Mission: Orca Network is dedicated to raising awareness of the whales of the Pacific Northwest, and the importance of providing them healthy and safe habitats.
Results: Over the past 15 years, Orca Network's Whale Sighting Network has grown from several hundred participants to 13,500 subscribers to our whale reports, and our Facebook page has grown to nearly 130,000 likes, with most of those active users. In 2001, we collected and shared 710 whale sightings reports; in 2010 it had grown to 2621 reports and continues to grow. These reports enable people to learn about the whales of the Pacific NW, and enable them to get to the shorelines to watch as they pass by. And most importantly, the sightings data is shared with researchers up and down the Pacific Coast, adding important data to studies being done to protect the Endangered Southern Resident orcas, humpbacks, Gray whales and other cetaceans. Orca Network has also been actively engaged in efforts to keep orcas out of captivity, with our focus on Lolita, or Tokitae, the L pod/Southern Resident orca captured off Whidbey Island in 1970, living in the smallest tank in the country at the Miami Seaquarium ever since. Orca Network also oversees the Central Puget Sound Marine Mammal Stranding Network, responding to hundreds of calls about stranded or dead marine mammals, conducting necropsies and testing to determine cause of death, which helps researchers understand the health of our marine mammals and ocean ecosystems.
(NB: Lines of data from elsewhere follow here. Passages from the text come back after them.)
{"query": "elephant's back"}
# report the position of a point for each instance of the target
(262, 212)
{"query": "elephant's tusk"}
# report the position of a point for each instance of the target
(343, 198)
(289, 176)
We also conduct countless hours of education at the Coupeville Wharf, events, and on the beach, especially during seal pup season. Our newest project is the Langley Whale Center, in Langley, Whidbey Island, WA, open 11 am - 5 pm Thurs - Sunday - come visit us and learn about the whales and marine mammals of the Salish Sea!
Programs: Projects include our popular Whale Sighting Network, educational programs and materials, the Free Lolita project and the Central Puget Sound Marine Mammal Stranding Network.